Enhanced plane wave expansion analysis for the band structure of bulk modes in two-dimensional high-contrast solid–solid phononic crystals

• High contrast solid–solid phononic crystals were modeled using the plane wave expansion method that utilized the Inverse rule for obtaining the Fourier coefficients of the elastic tensor.
• Utilizing the Inverse rule vs. the conventional Laurent's rule approach allows for the use of considerably less reciprocal lattice vectors (in this case <20%) to attain full convergence.
• Computational times have been demonstrated to decrease by more than 6000 times using the Inverse rule approach vs. the conventional Laurent's rule approach.
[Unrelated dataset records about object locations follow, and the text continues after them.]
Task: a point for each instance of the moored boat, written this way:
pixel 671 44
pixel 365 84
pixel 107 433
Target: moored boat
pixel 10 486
Plane wave expansion analyses that use the inverse rule to obtain the Fourier coefficients of the elastic tensor instead of the more conventional Laurent's rule, exhibit faster convergence rates for solid–solid phononic crystals. In this work, the band structure convergence of calculations using the inverse rule is investigated and applied to the case of high acoustic impedance contrast solid–solid phononic crystals, previously known for convergence difficulties. Results are contrasted to those obtained with the conventional plane wave expansion method. The inverse rule is found to converge at a much rate for all ranges of impedance contrast, and the ratio between the computational times needed to obtain a convergent band structure for a high-contrast solid–solid phononic crystal with the conventional plane wave expansion method using 1369 reciprocal lattice vectors is as large as 6800:1. This ratio decreases for material sets with lower impedance contrast; however, the inverse rule is still faster for a given error threshold for even the lowest impedance contrast phononic crystals reported in the literature. This convergence enhancement is a major factor in reconsidering the plane wave expansion method as an important tool in obtaining propagating elastic modes in phononic crystals.